Cis methQTL effects at the 17q21.31 locus in additional datasets
To confirm that the 17q21.31 haplotype regulates methylation in cis at this locus in an independent dataset, we downloaded and reanalyzed raw data from a previously published study, for which SNP and methylation data in peripheral blood from 12 samples were publicly available . Using the rs1052553 SNP to call the H1/H2 haplotype and adopting the same statistical thresholds, we compared H1/H1 vs. H1/H2 subjects and identified one hypomethylated probe (cg22968622, adjusted p-value = 2.37×10−8, aβD = −0.42) within 17q21.31, which was also identified in our analysis. We also performed a methQTL analysis for cg22968622 in the same dataset. Of the 310 significant SNPs, 206 were located in the 17q21.31 region (p = 0, hypergeometric test), further supporting the presence of a cis methQTL at this locus.

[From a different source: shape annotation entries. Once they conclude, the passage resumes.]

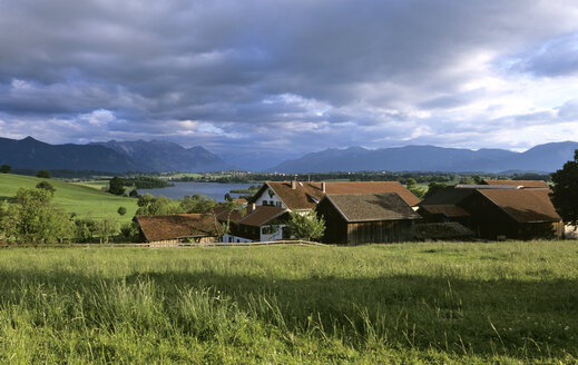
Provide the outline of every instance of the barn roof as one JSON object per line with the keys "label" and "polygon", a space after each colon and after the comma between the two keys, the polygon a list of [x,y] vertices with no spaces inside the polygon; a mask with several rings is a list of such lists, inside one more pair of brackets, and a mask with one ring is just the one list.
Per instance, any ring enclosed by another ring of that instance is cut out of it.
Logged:
{"label": "barn roof", "polygon": [[519,223],[559,221],[550,200],[550,189],[487,190],[479,194]]}
{"label": "barn roof", "polygon": [[275,219],[286,213],[287,209],[272,206],[255,206],[255,209],[249,205],[244,210],[224,210],[217,211],[217,219],[221,221],[229,220],[235,224],[261,227],[267,221]]}
{"label": "barn roof", "polygon": [[202,214],[135,216],[147,241],[188,237],[216,237],[215,218]]}
{"label": "barn roof", "polygon": [[474,191],[476,189],[457,189],[453,186],[448,186],[441,189],[440,191],[435,193],[431,197],[425,198],[422,203],[420,203],[420,206],[424,207],[431,205],[457,205],[470,195],[472,195]]}
{"label": "barn roof", "polygon": [[548,182],[542,180],[482,180],[484,185],[512,185],[512,186],[522,186],[525,188],[549,188]]}
{"label": "barn roof", "polygon": [[327,194],[327,199],[347,221],[419,219],[396,194]]}
{"label": "barn roof", "polygon": [[429,214],[443,214],[447,217],[468,217],[470,214],[457,205],[424,205],[422,209]]}
{"label": "barn roof", "polygon": [[271,188],[290,209],[297,210],[314,208],[325,194],[396,193],[410,206],[420,203],[420,199],[398,181],[327,181],[324,184],[325,193],[322,182],[296,181],[295,189],[292,189],[291,181],[266,181],[255,196]]}

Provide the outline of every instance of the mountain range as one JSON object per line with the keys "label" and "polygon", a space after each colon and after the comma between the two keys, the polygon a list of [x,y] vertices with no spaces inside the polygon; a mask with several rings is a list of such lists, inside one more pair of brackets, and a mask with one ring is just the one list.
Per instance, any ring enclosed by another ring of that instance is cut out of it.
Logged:
{"label": "mountain range", "polygon": [[[508,170],[551,172],[574,158],[578,142],[538,145],[525,152],[504,149],[405,146],[366,149],[326,149],[286,160],[268,172],[329,171],[454,171],[500,172]],[[239,155],[243,150],[239,148]],[[218,171],[233,166],[200,146],[185,148],[164,140],[49,145],[27,137],[0,138],[0,164],[16,169],[71,169],[123,171]]]}
{"label": "mountain range", "polygon": [[151,141],[49,145],[27,137],[0,138],[0,164],[17,169],[123,171],[217,171],[229,169],[221,157],[197,146]]}
{"label": "mountain range", "polygon": [[551,172],[574,158],[578,142],[565,141],[539,145],[525,152],[504,149],[442,148],[406,146],[399,148],[326,149],[286,160],[267,171],[454,171],[500,172],[507,170]]}

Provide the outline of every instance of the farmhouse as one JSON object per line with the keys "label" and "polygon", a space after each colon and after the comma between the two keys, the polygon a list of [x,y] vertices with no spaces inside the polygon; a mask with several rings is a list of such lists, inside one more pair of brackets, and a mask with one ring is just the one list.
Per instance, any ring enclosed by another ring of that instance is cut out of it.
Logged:
{"label": "farmhouse", "polygon": [[249,204],[290,210],[308,210],[314,208],[326,194],[380,193],[396,193],[412,207],[420,203],[420,199],[398,181],[266,181]]}
{"label": "farmhouse", "polygon": [[212,243],[218,239],[212,215],[135,216],[135,221],[141,240],[150,244]]}
{"label": "farmhouse", "polygon": [[229,226],[225,243],[251,243],[287,239],[285,221],[288,210],[252,204],[244,210],[221,210],[217,219]]}
{"label": "farmhouse", "polygon": [[344,245],[408,241],[420,216],[396,193],[326,194],[316,207],[323,241]]}
{"label": "farmhouse", "polygon": [[458,221],[486,239],[561,238],[564,224],[547,188],[447,187],[420,204],[427,223]]}
{"label": "farmhouse", "polygon": [[491,186],[519,186],[525,189],[532,188],[542,188],[548,189],[550,186],[548,182],[542,180],[489,180],[484,179],[481,182],[482,185],[491,185]]}

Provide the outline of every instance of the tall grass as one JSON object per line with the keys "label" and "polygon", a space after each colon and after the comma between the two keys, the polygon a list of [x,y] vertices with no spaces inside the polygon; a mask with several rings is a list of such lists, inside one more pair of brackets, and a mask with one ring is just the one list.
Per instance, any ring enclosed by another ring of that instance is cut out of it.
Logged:
{"label": "tall grass", "polygon": [[576,363],[576,241],[0,251],[1,363]]}

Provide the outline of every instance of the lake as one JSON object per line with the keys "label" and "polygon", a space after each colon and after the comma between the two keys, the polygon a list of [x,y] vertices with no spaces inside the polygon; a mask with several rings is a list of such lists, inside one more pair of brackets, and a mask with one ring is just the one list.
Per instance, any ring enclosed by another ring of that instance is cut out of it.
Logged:
{"label": "lake", "polygon": [[[248,189],[252,185],[258,184],[221,184],[221,182],[178,182],[172,181],[175,184],[173,187],[168,188],[159,188],[159,189],[138,189],[138,194],[151,194],[154,196],[165,196],[167,198],[177,199],[183,198],[186,195],[204,195],[208,198],[215,199],[217,201],[225,200],[225,194],[229,193],[232,189]],[[239,194],[231,194],[232,197],[238,197]]]}

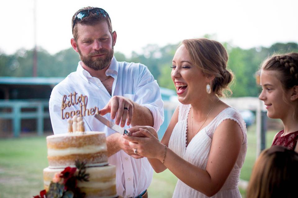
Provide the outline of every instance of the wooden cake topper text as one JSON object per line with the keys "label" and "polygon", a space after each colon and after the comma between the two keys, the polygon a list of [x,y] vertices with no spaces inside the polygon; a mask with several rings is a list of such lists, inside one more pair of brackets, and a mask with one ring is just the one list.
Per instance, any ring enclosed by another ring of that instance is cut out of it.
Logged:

To provide independent validation of the methylation array assay, we performed reduced representation bisulfite sequencing (RRBS) on a representative set of 7 samples from the study (2 H1/H1 controls, 1 H1/H1 PSP patient, 1 H1/H2 control, 1 H1/H2 PSP patient, and 2 H2/H2 controls). As a sequencing-based approach, RRBS would not suffer from some of the technical biases present in arrays, e.g. due to hybridization. At CpG sites that were covered by both RRBS and array, the methylation measurements were highly correlated (Pearson r>0.9) in all seven samples (Figure S5).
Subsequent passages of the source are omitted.